Nun bin ich aber verwirrt. Das kann gar nicht sein. Jeder dritte Satz der Politik fordert Digitalisierung, weil da seien wir eine Art Entwicklungsland, weil nur auf Platz 14 in der EU und Biden – oh sorry, meine die Ampelregierung – ist Schuld daran. Bei den Digitalen Kompetenzen ist es gar Platz 15. Da kommt der Verdacht auf, das diese „Faktum“ offenbar einer Umfrage unter Politikern und Führungskräften entnommen wurde.
In jedem Fall sei die Netzabdeckung sei schlecht, die Daten der elektronischen Patientenakte müssen zu Forschungszwecken an die Industrie verschenkt werden, während die Selbstbestimmungsfunktionen nicht so wichtig sind.
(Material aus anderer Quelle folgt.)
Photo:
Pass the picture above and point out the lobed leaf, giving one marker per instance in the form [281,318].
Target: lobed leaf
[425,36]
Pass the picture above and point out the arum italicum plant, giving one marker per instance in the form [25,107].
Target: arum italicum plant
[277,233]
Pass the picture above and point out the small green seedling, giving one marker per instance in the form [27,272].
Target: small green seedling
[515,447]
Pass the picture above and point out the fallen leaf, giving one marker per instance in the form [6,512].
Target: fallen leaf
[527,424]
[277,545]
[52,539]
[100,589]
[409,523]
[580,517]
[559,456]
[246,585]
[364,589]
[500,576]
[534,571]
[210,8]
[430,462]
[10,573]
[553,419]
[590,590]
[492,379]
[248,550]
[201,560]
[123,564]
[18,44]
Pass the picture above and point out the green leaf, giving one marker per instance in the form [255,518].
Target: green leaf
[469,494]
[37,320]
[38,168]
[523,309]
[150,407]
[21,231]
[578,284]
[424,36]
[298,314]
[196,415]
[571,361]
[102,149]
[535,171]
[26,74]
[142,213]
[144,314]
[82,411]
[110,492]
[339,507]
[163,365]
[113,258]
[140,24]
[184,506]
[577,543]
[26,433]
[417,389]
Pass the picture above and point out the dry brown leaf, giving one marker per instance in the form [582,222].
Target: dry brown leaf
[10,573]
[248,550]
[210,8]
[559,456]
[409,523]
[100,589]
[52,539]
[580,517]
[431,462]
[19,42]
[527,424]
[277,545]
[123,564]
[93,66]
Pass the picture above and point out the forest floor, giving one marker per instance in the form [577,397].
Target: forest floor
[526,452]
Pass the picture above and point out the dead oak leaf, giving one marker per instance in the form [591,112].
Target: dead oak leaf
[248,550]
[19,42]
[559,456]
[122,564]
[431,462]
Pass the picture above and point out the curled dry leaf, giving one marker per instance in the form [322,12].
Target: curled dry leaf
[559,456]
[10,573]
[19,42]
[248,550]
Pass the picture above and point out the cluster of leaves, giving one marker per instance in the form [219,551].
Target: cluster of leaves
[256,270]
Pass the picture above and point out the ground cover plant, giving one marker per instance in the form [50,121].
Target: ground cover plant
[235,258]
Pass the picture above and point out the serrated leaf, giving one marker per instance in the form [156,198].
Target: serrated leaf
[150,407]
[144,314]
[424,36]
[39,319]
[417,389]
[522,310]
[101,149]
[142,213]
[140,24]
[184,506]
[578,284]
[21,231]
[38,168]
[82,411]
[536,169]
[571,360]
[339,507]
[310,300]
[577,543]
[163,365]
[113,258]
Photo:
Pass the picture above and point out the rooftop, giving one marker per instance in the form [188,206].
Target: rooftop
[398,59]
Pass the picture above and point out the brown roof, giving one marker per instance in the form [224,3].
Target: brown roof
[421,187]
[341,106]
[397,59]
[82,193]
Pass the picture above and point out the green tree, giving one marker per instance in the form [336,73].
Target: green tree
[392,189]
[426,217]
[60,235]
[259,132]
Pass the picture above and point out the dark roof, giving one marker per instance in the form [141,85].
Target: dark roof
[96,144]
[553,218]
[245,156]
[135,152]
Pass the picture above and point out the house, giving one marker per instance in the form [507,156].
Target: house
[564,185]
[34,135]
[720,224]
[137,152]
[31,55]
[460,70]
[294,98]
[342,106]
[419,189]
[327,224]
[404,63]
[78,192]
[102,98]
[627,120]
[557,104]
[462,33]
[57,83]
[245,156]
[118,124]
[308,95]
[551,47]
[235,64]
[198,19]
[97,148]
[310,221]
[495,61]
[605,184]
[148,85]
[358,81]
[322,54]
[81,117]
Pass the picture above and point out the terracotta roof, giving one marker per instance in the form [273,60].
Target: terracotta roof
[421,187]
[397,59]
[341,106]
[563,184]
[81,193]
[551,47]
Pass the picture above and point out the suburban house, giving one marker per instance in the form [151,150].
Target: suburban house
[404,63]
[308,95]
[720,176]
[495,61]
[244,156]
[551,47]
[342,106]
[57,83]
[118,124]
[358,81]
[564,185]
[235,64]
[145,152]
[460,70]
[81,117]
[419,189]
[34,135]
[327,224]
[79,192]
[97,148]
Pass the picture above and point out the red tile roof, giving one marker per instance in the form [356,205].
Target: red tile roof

Für KI muss der Datenschutz gelockert werden, wir müssen wieder führend in der Welt werden. Teuschland first, damit die Welt und Pakistan an unserem Wesen genesen kann und das geht mit Windows doch am Besten. Wir brauchen unsere eigene KI aus Jülich, nahe bei Aachen. Und da ist zufällig Utimaco.
Nein, nein, das kann gar nicht sein, was ihr da schreibt. Wir können das doch gar nicht. Wenn ich mir die Welt so anschaue, hier Pakistan, dann denke ich „Gott bewahre, dass wir das noch lernen“.
Lieber Joachim,
lass Dich nicht durch Erzählungen (Narrative für Narren) verwirren. Wer Überwachung voranbringen will, muss die Leute glauben machen, es sei noch nicht genug, und mehr „Fortschritt im Digitalen“ sei nötig. Hat man das eine erreicht, braucht es noch mehr „Fortschritt“.
Digitalisierung ist so allgemein gefasst, dass sich jeder seine Bedeutung und Themen in den Begriff projizieren kann. Die einen denken bei „Digitalisierung“ an Krebs-Diagnostik, die anderen an Geschwüre in der Bevölkerung. Der Begriff „Digitalisierung“, ohne in freilich näher zu bestimmen, macht (fast) jeden happy, damit kann man direkt ins Hirn der Leute „scheißen“, die es nicht raffen, dass „Digitalisierung“ eine Befähigung zur Machtausübung ist, ein Herrschaftsinstrument.
„Jeder dritte Satz der Politik fordert Digitalisierung, weil da seien wir eine Art Entwicklungsland,“
Deutschland ist mittlerweile in vielen Beziehungen ein Entwicklungsland, und gerade auch beim Thema Digitalisierung.
Das ist keine reine Frage des Ausmaßes an digitalen Prozessen, und die reine Forderung nach möglichst viel Digitalisierung ist fehl: ein digitalisierten Scheißprozess ist halt auch nur ein digitaler Scheißprozess. Deutschland kann zZt nichtmal qualifiziert über Digitalisierung entscheiden.